I have a few stories to relate. In 1986, in the Northern Virginia region called Tysons Corner, Manpower sent me off to a new job every two weeks for one entire year. These were low-level computer jobs helping me establish my career. I met many gay men, some older and most about my age of 26. We took lunch and snack breaks together and complained about boredom together but, one day a gay man asked me to pray for him without my disclosure of being a believer. He said I was praying at my computer when actually I was only rubbing my tired eyes. What was I to say, “no”? During that lunch break we prayed for his personal needs in my old VW and then went back inside. On to the next job. Another encounter with a gay man, this time after a supervisor had yelled at him. The man chose me to vent his anger toward but not personally. The next day he said I seemed like a dad – which I wasn’t. He later shared his personal struggles with me and yes, we prayed. Such encounters went on all year sharing work life with several gay men going site to site for Manpower. After I moved to Nashville in 1991, I was approached by a 70 year old man named Houston on the Vanderbilt campus where my fiancé was attending. He asked for sex but remembering back to Virginia I just asked him outside to talk – and we talked and talked. He took me through 70 years of life. Then, to my surprise, he asked me to pray for him. What was I going to say, “no?”
None of these men hated me and I hated none. We talked and interacted about life. So what: I go to church and you don’t, I love clouds, you love rainbows, I have kids and you don’t. We both experience discrimination. I lost my job at age 49 and according to businesses I am too old to be productive and intelligent. I’ve been labeled and discriminated against. Even more, I worked in a mall and met many, many gays and lesbians and one transgender who worked in my store. I sat in the food court chatting with gays frequently and we didn’t hate. What’s killing us is the media that plays LGBT’s out to be victims of believers and believers as aggressive haters – and yet, in my 31 years in the church I find these false narratives. Spirituality is God’s gift to everyone and the Father knows we need His connection. No hate there.

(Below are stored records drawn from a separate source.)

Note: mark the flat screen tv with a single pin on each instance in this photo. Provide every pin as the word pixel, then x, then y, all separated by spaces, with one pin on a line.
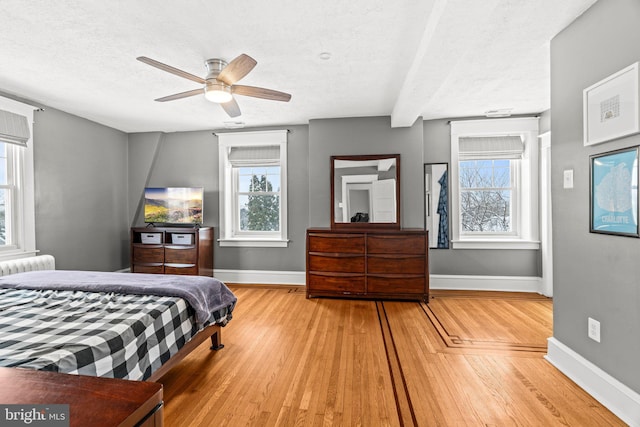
pixel 173 205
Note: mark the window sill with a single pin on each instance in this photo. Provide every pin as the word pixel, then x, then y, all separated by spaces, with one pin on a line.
pixel 496 244
pixel 254 243
pixel 8 254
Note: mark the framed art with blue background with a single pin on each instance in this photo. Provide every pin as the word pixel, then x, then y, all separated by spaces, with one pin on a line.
pixel 614 192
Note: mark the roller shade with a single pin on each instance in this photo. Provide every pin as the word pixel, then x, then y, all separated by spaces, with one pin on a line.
pixel 247 155
pixel 14 128
pixel 491 147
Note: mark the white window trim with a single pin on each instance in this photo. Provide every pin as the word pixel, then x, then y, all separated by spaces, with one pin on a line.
pixel 527 211
pixel 236 139
pixel 24 222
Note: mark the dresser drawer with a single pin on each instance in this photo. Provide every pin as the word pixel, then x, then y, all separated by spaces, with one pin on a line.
pixel 186 269
pixel 396 264
pixel 344 285
pixel 148 254
pixel 396 244
pixel 340 263
pixel 148 268
pixel 336 243
pixel 396 285
pixel 180 254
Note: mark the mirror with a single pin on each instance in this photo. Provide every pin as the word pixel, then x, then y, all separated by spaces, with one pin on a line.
pixel 436 198
pixel 365 191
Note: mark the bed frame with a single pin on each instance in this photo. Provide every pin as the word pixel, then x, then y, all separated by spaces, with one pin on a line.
pixel 212 331
pixel 47 262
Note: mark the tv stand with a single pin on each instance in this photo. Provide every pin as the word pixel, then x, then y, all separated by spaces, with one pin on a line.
pixel 172 250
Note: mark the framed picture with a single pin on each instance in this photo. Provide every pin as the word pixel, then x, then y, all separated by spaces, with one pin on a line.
pixel 610 107
pixel 614 192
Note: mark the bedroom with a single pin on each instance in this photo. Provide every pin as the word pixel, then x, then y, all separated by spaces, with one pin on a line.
pixel 88 179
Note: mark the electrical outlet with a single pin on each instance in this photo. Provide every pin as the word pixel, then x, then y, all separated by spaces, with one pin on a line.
pixel 594 330
pixel 567 181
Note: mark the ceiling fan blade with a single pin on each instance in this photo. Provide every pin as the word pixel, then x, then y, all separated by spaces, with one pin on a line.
pixel 231 108
pixel 181 95
pixel 237 69
pixel 170 69
pixel 260 92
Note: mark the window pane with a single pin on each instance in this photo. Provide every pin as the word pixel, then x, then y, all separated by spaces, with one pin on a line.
pixel 259 179
pixel 485 174
pixel 486 211
pixel 273 179
pixel 259 212
pixel 244 180
pixel 3 163
pixel 4 196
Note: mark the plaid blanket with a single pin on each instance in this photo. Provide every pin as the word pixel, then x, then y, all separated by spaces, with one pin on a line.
pixel 92 333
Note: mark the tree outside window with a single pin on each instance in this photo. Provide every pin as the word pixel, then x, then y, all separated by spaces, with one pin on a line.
pixel 485 196
pixel 259 198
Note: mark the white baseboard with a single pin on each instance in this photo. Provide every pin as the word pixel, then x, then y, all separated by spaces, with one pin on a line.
pixel 617 397
pixel 448 282
pixel 261 277
pixel 486 283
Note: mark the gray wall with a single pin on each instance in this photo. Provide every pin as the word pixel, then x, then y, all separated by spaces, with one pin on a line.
pixel 480 262
pixel 365 135
pixel 594 275
pixel 191 159
pixel 80 191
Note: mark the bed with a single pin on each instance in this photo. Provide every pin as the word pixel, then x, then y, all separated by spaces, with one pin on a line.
pixel 118 325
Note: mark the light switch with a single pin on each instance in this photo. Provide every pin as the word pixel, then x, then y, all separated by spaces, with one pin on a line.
pixel 568 178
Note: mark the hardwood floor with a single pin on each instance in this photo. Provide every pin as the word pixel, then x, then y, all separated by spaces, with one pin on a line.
pixel 464 359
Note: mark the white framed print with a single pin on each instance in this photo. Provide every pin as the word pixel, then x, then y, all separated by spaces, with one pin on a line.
pixel 610 107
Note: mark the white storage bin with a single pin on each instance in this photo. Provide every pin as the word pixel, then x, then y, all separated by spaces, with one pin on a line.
pixel 151 238
pixel 182 239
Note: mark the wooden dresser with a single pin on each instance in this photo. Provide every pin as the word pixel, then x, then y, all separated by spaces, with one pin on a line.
pixel 381 264
pixel 172 250
pixel 93 401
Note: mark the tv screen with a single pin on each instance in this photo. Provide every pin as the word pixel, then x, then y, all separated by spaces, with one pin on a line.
pixel 173 205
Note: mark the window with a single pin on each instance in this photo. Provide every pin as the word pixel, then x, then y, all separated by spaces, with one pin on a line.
pixel 253 196
pixel 487 189
pixel 17 209
pixel 494 184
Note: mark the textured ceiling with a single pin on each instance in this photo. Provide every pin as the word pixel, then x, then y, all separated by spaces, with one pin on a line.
pixel 400 58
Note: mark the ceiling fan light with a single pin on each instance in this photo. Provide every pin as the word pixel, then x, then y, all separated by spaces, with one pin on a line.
pixel 218 92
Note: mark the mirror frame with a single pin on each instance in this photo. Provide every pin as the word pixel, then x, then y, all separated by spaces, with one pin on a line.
pixel 365 225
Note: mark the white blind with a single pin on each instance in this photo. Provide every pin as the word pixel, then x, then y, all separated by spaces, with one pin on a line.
pixel 14 128
pixel 249 155
pixel 491 147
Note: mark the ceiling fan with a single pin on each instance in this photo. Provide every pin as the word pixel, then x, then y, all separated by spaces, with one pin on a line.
pixel 219 83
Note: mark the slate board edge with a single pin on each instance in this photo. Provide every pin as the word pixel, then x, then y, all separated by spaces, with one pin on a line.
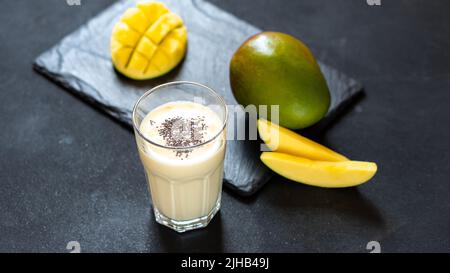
pixel 67 81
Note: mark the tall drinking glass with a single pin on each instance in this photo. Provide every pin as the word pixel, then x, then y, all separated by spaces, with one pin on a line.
pixel 181 139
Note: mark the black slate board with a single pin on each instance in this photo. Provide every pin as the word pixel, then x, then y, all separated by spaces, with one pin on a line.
pixel 81 63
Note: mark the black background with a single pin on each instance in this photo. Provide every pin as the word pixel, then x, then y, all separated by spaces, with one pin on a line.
pixel 68 172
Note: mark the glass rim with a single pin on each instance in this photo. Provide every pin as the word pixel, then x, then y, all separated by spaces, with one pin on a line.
pixel 149 92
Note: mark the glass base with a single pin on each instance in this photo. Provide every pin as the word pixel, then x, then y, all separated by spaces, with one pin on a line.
pixel 182 226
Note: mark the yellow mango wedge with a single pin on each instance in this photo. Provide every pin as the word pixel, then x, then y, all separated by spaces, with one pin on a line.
pixel 282 140
pixel 320 173
pixel 148 41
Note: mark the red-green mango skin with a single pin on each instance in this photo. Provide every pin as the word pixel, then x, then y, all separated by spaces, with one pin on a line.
pixel 273 68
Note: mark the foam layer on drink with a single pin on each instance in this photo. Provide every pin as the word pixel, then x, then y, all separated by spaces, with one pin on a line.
pixel 181 124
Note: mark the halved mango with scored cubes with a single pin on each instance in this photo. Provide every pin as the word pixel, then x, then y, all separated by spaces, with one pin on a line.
pixel 303 160
pixel 148 41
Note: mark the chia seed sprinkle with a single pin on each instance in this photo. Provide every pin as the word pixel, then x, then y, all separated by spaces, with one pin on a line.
pixel 183 132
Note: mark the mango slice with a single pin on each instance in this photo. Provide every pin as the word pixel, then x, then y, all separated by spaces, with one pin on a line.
pixel 148 41
pixel 320 173
pixel 282 140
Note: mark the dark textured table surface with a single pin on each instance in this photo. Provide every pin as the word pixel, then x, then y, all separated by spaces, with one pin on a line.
pixel 69 173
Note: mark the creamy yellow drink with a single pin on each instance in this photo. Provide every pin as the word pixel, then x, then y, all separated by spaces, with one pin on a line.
pixel 185 183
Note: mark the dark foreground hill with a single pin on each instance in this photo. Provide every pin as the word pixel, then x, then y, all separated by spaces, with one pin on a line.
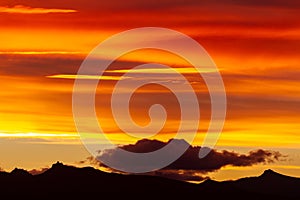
pixel 67 182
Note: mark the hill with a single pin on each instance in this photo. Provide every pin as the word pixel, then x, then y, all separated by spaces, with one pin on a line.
pixel 67 182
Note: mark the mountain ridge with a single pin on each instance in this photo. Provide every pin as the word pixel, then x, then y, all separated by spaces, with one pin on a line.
pixel 68 181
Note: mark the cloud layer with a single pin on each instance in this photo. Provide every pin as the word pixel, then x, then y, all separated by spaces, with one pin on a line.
pixel 189 166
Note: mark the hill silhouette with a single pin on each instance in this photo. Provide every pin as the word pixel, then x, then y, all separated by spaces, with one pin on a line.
pixel 61 182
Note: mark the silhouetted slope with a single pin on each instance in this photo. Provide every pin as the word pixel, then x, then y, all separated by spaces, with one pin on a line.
pixel 60 182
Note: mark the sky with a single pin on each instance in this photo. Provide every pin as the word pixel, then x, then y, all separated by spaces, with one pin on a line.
pixel 255 44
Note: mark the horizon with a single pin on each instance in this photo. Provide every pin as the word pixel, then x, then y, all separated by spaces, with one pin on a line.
pixel 254 45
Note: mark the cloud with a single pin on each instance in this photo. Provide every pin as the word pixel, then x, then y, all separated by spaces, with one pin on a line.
pixel 189 167
pixel 38 171
pixel 20 9
pixel 91 77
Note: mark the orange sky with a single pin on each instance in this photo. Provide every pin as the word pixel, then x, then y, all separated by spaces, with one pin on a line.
pixel 255 44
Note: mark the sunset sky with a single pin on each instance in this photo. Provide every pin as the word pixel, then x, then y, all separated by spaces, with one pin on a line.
pixel 255 44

Christians don’t hate the LGBT population but either your victimization by the media as suffering mercilessly at my hands and the same media defining my faith akin to old fashioned bigotry – will soon destroy us. Or we can demand Big media to treat us both with respect and dignity. As long as Bruce Springsteen is allowed to portray our American culture as hateful based upon one law about where we take a crap, we can at least stand together against the media rage, rub our tired eyes and take a walk across the campus of humanity together away from these false narratives. I’d be lying if I said you aren’t loved.